Defender methods and compatibility
Brian Goetz
brian.goetz at oracle.com
Sun Nov 28 16:55:36 PST 2010
First, remember that Java already has multiple inheritance -- of types (via interfaces) as well as the contract (methods) for those types. And this is considered one of Java's good features.
The goal is: allow for evolution of types defined by interfaces without breaking existing implementations. An example would be adding a "forEach(lambda)" method to Collection. Currently we could add such a method to Collection, but the cost would be high: breaking all implementation classes (or at least all those that don't extend JDK implementations, such as AbstractCollection.)
We like the existing multiple inheritance in Java; it is far more flexible than the single inheritance of classes. The limitation is that you can't put state or behavior in interfaces, just interface contacts.
Extension methods lifts the restriction about behavior, but not about state. This enables interface evolution, among other things.
Much of the practical trouble with multiple inheritance in languages like C++ stem from state and from non-virtual methods. Java doesn't have the latter. Extension methods does not introduce the former.
It is very easy to say "multiple inheritance bad", but this is a simplistic view of the world. (Most Java developers don't even realize that they are working with multiple inheritance every day.) The goal here is to find a point that admits as much of the good while preventing most of the bad. Obviously there's some room for disagreement on where that line is.

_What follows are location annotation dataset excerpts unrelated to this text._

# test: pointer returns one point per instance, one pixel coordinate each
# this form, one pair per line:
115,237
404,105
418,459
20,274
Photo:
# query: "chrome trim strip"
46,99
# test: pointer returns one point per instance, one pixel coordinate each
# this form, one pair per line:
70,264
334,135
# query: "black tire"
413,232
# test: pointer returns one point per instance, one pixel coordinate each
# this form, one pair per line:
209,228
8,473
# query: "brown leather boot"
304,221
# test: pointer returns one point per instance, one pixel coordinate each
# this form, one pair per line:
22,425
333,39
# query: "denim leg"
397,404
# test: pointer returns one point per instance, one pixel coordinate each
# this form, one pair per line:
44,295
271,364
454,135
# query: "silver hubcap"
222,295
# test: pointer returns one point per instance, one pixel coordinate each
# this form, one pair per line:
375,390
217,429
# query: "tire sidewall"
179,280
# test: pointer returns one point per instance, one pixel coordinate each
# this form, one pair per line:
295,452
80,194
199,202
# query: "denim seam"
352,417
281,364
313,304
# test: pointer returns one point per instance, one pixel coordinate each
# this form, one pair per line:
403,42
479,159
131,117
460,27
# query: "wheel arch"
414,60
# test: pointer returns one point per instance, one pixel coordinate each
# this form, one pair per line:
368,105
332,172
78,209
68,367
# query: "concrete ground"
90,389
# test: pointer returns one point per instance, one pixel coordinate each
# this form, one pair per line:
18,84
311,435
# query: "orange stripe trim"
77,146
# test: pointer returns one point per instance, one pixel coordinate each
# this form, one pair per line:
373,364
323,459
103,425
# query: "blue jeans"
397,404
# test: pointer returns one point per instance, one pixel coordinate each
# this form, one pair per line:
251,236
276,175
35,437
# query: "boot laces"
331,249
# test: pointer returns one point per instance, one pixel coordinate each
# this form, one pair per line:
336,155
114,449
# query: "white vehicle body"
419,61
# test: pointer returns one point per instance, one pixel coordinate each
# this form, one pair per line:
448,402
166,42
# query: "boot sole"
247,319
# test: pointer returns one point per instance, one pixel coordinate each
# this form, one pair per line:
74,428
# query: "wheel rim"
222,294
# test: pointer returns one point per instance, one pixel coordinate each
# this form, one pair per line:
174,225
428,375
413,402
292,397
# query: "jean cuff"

On Nov 28, 2010, at 7:48 PM, Llewellyn Falco wrote:
> sorry, i know this must sound like a newbie question, but I am confused as to the whole point of the default and defender methods for interfaces.
>
> I've been following the thread for a while now, but still can't seem to get my head around it.
>
> As far as I can tell, this allows you to have Interfaces that act like abstract objects.
> Which is confusing, why not just have abstract objects?
>
> the 1 possible difference I can see is this would allow for multiple inheritance.
> and that leads to a very odd question of
>
> "why would you want to bring back multiple inheritance?"
>
>
> is there something I am missing here?